Check out http://php.net for descriptions of the many functions of PHP.
Check out http://www.w3schools.com/ for some tutorials on PHP and SQL statements.
take a look at
this tutorial for database interaction.
and lastely learn about relational databases, which is what kinda database mySQL is.
have fun :mu:

WOW!! i now love italy too hehehe THANK YOU!!!

-Albert

lol, no problem!

hey i keep getting this error whenever i run the script:

Warning: mysql_fetch_row(): supplied argument is not a valid MySQL result resource in X:/Apache2/htdocs/docs/work/img_2004.php on line 13

the code is exactly as stated above!!

hmmm, i dont see any reason why it wouldn’t work…
Th only thing i can think of is, make sure than the password and username is correct…

yea the pass is ok, and so is the username…

FROM links WHERE id=‘number’" <---- NUMBER ???

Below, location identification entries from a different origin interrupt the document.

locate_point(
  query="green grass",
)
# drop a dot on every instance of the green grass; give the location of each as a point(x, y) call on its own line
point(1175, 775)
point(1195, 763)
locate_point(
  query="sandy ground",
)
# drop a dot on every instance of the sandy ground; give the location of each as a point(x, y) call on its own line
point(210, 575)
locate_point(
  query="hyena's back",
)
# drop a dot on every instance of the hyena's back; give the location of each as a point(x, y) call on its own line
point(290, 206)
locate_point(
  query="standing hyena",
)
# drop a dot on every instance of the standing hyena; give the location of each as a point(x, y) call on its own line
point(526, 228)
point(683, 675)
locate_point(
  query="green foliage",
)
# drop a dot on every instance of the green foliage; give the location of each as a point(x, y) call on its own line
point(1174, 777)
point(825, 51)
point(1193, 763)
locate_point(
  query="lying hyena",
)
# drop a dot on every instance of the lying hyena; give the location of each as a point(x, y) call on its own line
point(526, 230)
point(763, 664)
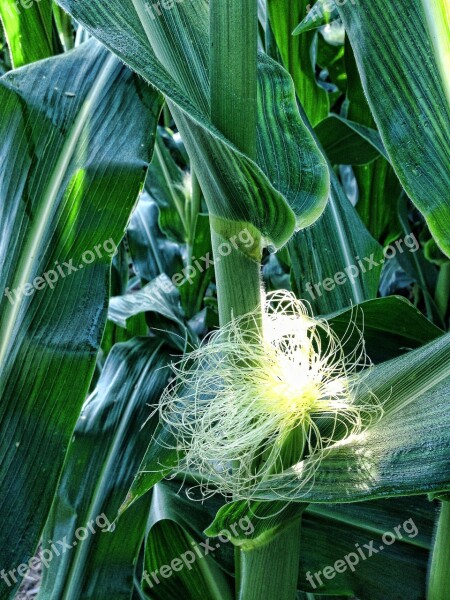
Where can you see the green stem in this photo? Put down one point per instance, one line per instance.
(271, 571)
(439, 579)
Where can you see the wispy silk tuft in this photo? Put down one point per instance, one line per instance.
(243, 406)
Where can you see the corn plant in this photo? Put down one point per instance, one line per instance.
(225, 274)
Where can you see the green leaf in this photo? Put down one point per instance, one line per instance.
(176, 527)
(320, 14)
(340, 240)
(349, 143)
(268, 520)
(107, 446)
(405, 452)
(269, 194)
(330, 533)
(29, 30)
(61, 120)
(378, 185)
(296, 54)
(160, 297)
(391, 326)
(402, 83)
(152, 253)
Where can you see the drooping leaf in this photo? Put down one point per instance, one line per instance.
(349, 143)
(402, 82)
(330, 278)
(152, 253)
(390, 326)
(107, 446)
(297, 56)
(161, 301)
(29, 30)
(175, 537)
(236, 188)
(77, 137)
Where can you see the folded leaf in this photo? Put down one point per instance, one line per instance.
(107, 446)
(287, 186)
(402, 82)
(77, 139)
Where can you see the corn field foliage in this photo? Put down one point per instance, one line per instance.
(224, 310)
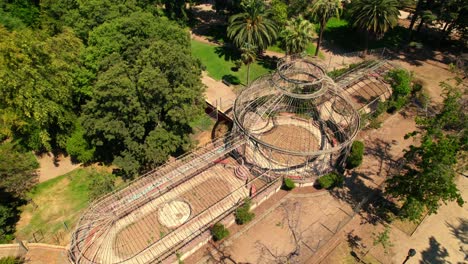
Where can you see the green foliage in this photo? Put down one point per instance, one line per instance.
(219, 232)
(37, 86)
(78, 147)
(331, 180)
(375, 16)
(176, 9)
(7, 222)
(279, 12)
(17, 170)
(219, 62)
(288, 184)
(19, 14)
(322, 11)
(355, 156)
(243, 214)
(297, 35)
(429, 178)
(383, 239)
(147, 91)
(11, 260)
(253, 26)
(100, 184)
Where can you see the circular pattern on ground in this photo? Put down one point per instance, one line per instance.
(174, 213)
(291, 138)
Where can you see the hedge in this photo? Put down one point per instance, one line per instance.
(355, 156)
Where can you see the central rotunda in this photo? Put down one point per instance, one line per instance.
(296, 121)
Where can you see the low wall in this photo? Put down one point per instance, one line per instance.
(35, 252)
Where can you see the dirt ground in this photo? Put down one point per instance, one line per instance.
(312, 217)
(51, 166)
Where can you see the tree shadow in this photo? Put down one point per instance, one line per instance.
(368, 200)
(228, 52)
(435, 254)
(461, 233)
(10, 208)
(268, 62)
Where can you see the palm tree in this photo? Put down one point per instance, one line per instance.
(297, 34)
(375, 17)
(253, 26)
(323, 10)
(248, 56)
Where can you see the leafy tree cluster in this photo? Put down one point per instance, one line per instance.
(451, 15)
(243, 214)
(17, 176)
(429, 177)
(288, 184)
(104, 80)
(331, 180)
(355, 155)
(401, 82)
(219, 232)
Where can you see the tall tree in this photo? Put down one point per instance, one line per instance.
(17, 170)
(297, 34)
(147, 91)
(253, 26)
(375, 17)
(322, 11)
(37, 83)
(248, 56)
(429, 178)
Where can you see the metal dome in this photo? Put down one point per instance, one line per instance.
(295, 118)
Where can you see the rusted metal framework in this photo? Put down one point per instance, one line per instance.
(297, 122)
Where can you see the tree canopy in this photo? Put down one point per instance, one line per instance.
(37, 86)
(147, 91)
(253, 26)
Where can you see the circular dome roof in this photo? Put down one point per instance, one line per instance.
(297, 110)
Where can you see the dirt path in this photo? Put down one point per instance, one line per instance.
(51, 166)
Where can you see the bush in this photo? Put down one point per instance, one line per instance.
(288, 184)
(100, 184)
(11, 260)
(219, 231)
(77, 146)
(243, 214)
(331, 180)
(355, 156)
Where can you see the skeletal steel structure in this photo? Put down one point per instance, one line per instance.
(294, 123)
(297, 122)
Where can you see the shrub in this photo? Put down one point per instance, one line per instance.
(243, 214)
(331, 180)
(219, 231)
(288, 184)
(355, 156)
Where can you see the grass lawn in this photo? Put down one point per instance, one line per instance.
(59, 200)
(219, 62)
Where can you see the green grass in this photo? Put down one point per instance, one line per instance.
(59, 200)
(219, 62)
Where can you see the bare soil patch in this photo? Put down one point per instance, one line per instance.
(51, 166)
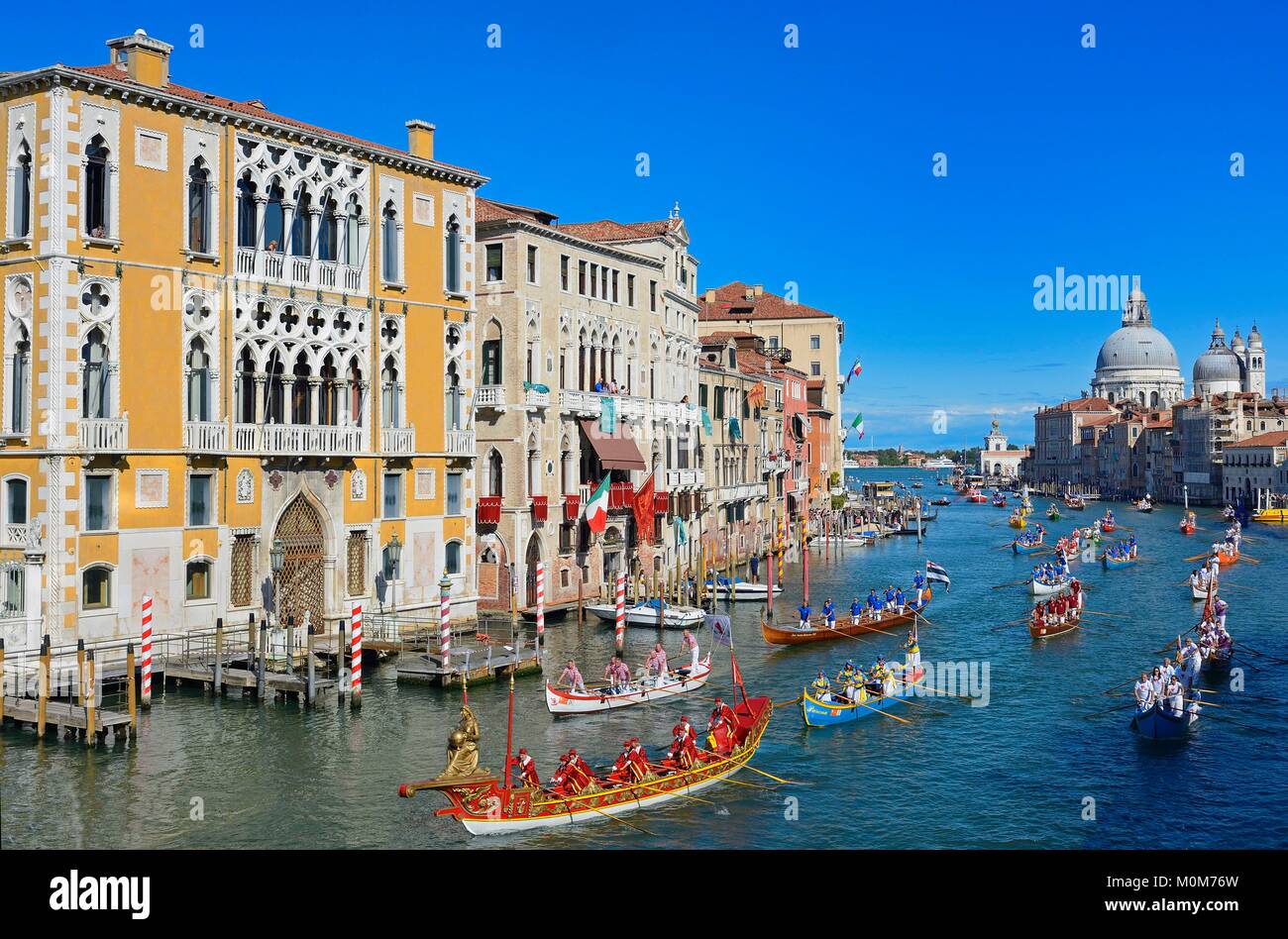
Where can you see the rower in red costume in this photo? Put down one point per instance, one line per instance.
(527, 769)
(721, 729)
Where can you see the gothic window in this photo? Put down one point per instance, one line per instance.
(246, 388)
(20, 378)
(329, 234)
(301, 226)
(21, 192)
(248, 213)
(389, 393)
(389, 244)
(452, 257)
(274, 219)
(198, 208)
(97, 187)
(95, 390)
(353, 234)
(198, 382)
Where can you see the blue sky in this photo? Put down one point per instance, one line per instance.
(812, 165)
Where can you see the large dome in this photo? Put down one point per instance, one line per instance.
(1137, 347)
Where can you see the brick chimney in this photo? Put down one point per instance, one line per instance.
(420, 140)
(143, 58)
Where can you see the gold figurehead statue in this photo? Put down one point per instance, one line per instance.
(463, 750)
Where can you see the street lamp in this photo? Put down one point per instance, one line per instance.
(394, 549)
(277, 560)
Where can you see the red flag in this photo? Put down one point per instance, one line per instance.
(643, 506)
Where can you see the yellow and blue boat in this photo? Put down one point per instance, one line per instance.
(818, 712)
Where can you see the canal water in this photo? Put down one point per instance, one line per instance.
(1030, 769)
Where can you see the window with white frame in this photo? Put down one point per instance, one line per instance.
(391, 495)
(98, 502)
(201, 489)
(97, 587)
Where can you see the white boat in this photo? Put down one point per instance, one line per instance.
(645, 614)
(559, 701)
(743, 590)
(1201, 592)
(1039, 588)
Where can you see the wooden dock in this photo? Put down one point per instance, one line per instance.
(428, 668)
(69, 720)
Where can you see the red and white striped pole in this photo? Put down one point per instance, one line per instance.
(146, 660)
(445, 621)
(356, 655)
(619, 629)
(541, 601)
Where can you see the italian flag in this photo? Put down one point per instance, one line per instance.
(596, 509)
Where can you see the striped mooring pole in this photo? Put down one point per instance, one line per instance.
(356, 655)
(541, 601)
(445, 621)
(619, 626)
(146, 657)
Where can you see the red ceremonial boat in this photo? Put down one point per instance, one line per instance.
(488, 804)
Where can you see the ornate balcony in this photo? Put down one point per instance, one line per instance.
(104, 434)
(489, 395)
(205, 437)
(488, 511)
(459, 442)
(398, 441)
(621, 496)
(296, 440)
(300, 272)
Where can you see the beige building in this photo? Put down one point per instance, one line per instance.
(812, 338)
(587, 343)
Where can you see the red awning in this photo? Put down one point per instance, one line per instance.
(614, 453)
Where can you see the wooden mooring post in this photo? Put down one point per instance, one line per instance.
(219, 657)
(88, 698)
(43, 689)
(130, 703)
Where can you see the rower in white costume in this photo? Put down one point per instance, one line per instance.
(1144, 693)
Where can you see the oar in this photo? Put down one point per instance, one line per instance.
(746, 766)
(605, 814)
(1116, 707)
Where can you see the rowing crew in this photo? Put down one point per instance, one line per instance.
(1124, 550)
(1059, 609)
(617, 674)
(574, 776)
(1051, 574)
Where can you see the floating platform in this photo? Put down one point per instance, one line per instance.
(428, 668)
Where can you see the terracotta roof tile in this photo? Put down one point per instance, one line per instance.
(115, 73)
(730, 301)
(1274, 438)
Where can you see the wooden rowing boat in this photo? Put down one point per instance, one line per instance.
(485, 806)
(1041, 630)
(1159, 724)
(838, 710)
(742, 591)
(645, 614)
(679, 681)
(791, 634)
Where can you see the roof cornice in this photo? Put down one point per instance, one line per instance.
(160, 98)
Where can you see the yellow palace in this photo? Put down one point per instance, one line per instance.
(224, 329)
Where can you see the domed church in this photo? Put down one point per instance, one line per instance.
(1227, 369)
(1137, 363)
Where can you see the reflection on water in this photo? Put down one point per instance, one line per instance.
(233, 773)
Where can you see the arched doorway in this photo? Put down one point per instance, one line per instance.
(301, 582)
(529, 561)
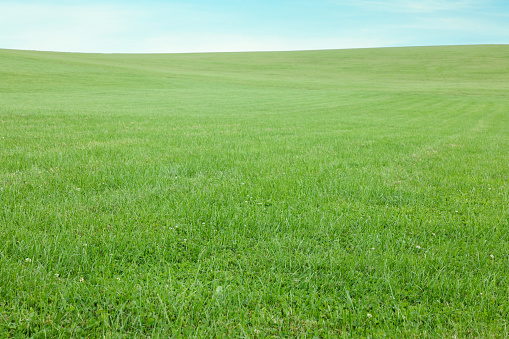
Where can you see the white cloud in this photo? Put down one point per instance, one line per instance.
(419, 6)
(176, 43)
(62, 28)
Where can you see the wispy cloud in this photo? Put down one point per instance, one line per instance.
(419, 6)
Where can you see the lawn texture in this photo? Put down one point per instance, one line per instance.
(338, 193)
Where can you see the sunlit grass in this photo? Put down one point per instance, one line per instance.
(322, 193)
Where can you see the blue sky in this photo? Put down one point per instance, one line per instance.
(151, 26)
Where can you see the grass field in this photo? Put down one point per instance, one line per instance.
(342, 193)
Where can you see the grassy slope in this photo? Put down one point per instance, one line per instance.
(255, 194)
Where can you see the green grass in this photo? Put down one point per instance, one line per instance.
(348, 193)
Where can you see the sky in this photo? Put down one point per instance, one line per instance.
(178, 26)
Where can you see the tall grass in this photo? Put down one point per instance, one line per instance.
(358, 193)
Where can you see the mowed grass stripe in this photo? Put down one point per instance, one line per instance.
(314, 193)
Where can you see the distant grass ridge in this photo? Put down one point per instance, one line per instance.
(340, 193)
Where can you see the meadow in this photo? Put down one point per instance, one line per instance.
(314, 194)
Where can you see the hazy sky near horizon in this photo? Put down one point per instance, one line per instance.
(152, 26)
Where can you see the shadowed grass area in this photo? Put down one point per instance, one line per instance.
(338, 193)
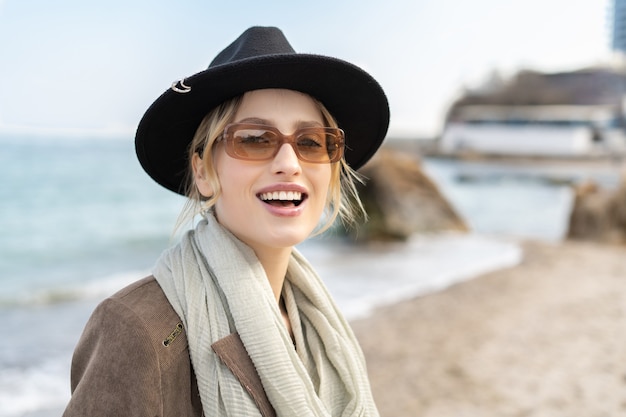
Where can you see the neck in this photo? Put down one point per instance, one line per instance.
(274, 262)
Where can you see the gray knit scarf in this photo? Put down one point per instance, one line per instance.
(217, 286)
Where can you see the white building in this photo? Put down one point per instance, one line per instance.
(533, 130)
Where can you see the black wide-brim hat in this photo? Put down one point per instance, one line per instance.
(260, 58)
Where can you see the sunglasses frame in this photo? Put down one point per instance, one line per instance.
(229, 138)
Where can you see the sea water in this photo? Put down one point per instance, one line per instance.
(79, 219)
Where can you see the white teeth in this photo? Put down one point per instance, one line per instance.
(282, 195)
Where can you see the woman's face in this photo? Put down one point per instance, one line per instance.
(246, 206)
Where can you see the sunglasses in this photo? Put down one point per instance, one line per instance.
(253, 142)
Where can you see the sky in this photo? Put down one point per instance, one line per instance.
(93, 67)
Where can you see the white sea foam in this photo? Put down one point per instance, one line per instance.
(42, 390)
(379, 274)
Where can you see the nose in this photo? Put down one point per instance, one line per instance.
(286, 161)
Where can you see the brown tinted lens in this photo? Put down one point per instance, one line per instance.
(254, 143)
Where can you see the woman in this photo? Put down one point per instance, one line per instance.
(234, 321)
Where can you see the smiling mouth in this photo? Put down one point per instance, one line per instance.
(283, 198)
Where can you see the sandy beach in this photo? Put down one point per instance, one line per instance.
(545, 338)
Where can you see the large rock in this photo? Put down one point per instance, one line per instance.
(402, 200)
(599, 214)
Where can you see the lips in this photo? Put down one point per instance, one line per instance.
(283, 198)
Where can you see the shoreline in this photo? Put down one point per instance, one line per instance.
(543, 338)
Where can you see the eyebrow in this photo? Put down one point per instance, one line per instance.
(299, 124)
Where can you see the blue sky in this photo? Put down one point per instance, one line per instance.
(95, 66)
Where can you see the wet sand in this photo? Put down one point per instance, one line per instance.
(544, 338)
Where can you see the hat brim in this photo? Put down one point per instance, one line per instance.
(351, 95)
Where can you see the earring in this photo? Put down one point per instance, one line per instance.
(205, 208)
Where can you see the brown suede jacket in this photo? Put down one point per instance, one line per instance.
(132, 360)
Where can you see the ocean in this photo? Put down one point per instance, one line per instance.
(79, 219)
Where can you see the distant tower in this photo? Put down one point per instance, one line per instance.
(618, 38)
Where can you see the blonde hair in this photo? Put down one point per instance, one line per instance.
(342, 201)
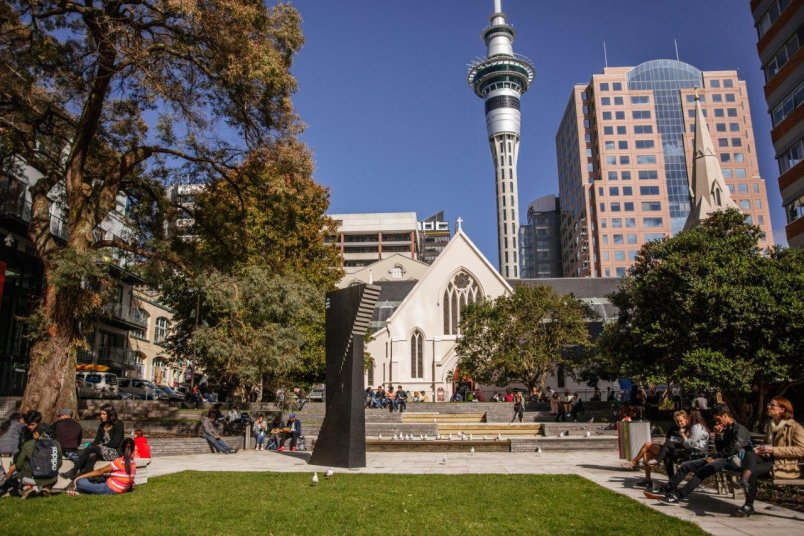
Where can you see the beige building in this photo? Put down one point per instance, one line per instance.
(625, 157)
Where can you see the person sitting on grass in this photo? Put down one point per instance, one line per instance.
(783, 448)
(25, 466)
(106, 446)
(120, 474)
(293, 431)
(732, 438)
(209, 431)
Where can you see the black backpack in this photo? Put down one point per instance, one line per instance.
(45, 460)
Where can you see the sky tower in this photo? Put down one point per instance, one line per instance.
(500, 79)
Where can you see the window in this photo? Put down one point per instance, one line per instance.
(417, 354)
(461, 291)
(160, 329)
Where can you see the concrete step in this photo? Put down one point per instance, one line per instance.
(444, 417)
(491, 429)
(564, 443)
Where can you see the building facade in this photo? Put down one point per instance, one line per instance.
(540, 240)
(780, 32)
(625, 154)
(433, 236)
(500, 79)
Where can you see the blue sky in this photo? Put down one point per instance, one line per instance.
(394, 127)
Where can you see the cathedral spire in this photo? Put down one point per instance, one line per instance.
(708, 189)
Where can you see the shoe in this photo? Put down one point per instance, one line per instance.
(671, 498)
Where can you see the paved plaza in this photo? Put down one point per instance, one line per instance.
(709, 511)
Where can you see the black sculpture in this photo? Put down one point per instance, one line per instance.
(342, 439)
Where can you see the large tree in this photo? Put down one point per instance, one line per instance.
(709, 310)
(106, 97)
(522, 337)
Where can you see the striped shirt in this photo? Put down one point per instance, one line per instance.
(119, 481)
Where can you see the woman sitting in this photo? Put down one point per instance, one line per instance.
(121, 474)
(783, 449)
(106, 446)
(686, 435)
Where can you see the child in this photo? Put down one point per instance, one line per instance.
(141, 447)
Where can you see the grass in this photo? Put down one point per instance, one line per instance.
(355, 504)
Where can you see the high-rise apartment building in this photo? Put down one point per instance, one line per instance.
(780, 29)
(433, 236)
(500, 79)
(624, 151)
(540, 240)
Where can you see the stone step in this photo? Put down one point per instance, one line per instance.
(444, 417)
(491, 429)
(564, 443)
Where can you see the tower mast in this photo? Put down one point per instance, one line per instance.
(500, 79)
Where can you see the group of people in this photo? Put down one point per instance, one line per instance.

ohhh, ok, well thats the problem. I assumed you changed that to a number.
The ‘number’ needs to be the row number that you want to grab, or the primary ID row.

can i add more than one statement, say i have a table with 5 rows of links and i want them all to be fetched and displayed onload???

by the way, i fixed the problem earlier, me = stupid! hehe i was typing in the db name wrong, so here’s a tip, never choose long db names!

sure, just use a loop to repeat the action…

for($x=0; $x!=$finalrow; $x++) {
$tablerows = mysql_fetch_row(mysql_query("SELECT * FROM links WHERE id='$x'" ,$db)); 
echo ("<table border ='1'>"); 
echo ("<tr><td>url</td><td>description</td></tr>"); 
echo("<tr><td><a href='$tablerows[1]'>$tablerows[1]</a></td><td>$tablerows[2]</td></tr> "); 
echo "</table>";
}

just define the $finalrow var, and it should work…

$finalrow i don’t know what that is???

your good at this

oops sorry i got it $finalrow=5 or whatever! Thanks that worked like a charm!!